我有一个关于在data.frame中操作数据的问题。
基本上我有一个大型数据集 - 下面的缩写版本:
structure(list(nm_mean = c(194213914.326, 194213914.326, 194213914.326,
194213914.326, 194213914.326, 217947112.739), nm_se = c(9984735.05918367,
9984735.05918367, 9984735.05918367, 9984735.05918367, 9984735.05918367,
11010386.0760204), alpha = c(193.197697846336, 214.592588477741,
240.246557258741, 258.116959355425, 282.560024775668, 306.610038660465
), beta = c(61526.2664158025, 57950.9563448233, 56085.1512614369,
52919.4794239927, 51483.4591654126, 50405.8186695088)), .Names = c("nm_mean",
"nm_se", "alpha", "beta"), row.names = c(NA, 6L), class = "data.frame")
我想使用rbeta来生成使用beta分布和alpha和beta作为参数的概率
类似地,我想使用rnorm使用nm_mean和nm_se作为均值和sd的正态分布生成随机数。
然后我想将rnorm值生成的rbeta值相乘,并将第50,25和75th分位数提取回数据帧
所以作为第1行的例子
x <- rbeta(1000,193.1977,61526.27)
y <- rnorm(1000,194213914,9984735)
z <- x*y
dat$ce <- quantile(z,0.5)
dat$ll <- quantile(z,0.25)
dat$ul <- quantile(z,0.975)
本质上我得到了一个ce,ll和ul作为rbeta和rnorm的产品附加回数据库。
答案 0 :(得分:6)
受@ HackR代码的启发,我认为它是一个功能矢量化版本:
set.seed(42)
n <- 1000
nrows <- nrow(dat)
rn <- matrix(rnorm(nrows * n, dat$nm_mean, dat$nm_se), ncol = nrows, byrow = TRUE)
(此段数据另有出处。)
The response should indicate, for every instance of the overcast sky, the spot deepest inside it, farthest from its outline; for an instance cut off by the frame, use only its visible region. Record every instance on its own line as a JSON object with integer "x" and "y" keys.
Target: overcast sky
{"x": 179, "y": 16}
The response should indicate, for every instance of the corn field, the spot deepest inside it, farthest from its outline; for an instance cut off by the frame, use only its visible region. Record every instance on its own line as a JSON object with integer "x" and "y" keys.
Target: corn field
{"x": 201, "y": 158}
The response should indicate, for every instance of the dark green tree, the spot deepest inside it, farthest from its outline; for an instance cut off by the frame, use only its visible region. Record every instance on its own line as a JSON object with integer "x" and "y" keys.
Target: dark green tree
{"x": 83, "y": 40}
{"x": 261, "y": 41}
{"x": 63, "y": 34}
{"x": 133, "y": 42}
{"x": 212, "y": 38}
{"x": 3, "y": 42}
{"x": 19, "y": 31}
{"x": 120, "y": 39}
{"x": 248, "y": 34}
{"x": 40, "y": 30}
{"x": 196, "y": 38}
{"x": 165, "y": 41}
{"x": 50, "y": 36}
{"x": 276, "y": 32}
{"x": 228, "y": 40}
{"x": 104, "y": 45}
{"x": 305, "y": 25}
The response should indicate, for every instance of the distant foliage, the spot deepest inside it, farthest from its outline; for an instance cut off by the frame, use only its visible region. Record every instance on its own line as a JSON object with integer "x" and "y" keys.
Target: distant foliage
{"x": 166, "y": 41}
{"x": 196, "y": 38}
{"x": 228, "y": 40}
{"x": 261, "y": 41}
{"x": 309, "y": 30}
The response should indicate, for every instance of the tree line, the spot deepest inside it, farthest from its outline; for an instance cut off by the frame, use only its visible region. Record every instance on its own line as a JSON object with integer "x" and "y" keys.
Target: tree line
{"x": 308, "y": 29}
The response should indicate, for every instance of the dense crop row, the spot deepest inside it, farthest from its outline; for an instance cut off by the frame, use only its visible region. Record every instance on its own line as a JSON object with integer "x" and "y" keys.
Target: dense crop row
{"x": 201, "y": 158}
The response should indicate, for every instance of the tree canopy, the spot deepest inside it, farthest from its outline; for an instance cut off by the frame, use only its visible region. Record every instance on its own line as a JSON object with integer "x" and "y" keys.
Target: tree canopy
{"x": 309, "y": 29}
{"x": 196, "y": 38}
rb <- matrix(rbeta(nrows * n, shape1 = dat$alpha, shape2 = dat$beta),
ncol = nrows, byrow = TRUE)
cbind(dat,
structure(t(apply(rn * rb, 2, function(z) quantile(z, c(0.5, 0.25, 0.975)))),
.Dimnames = list(NULL, c("ce", "ll", "ul"))))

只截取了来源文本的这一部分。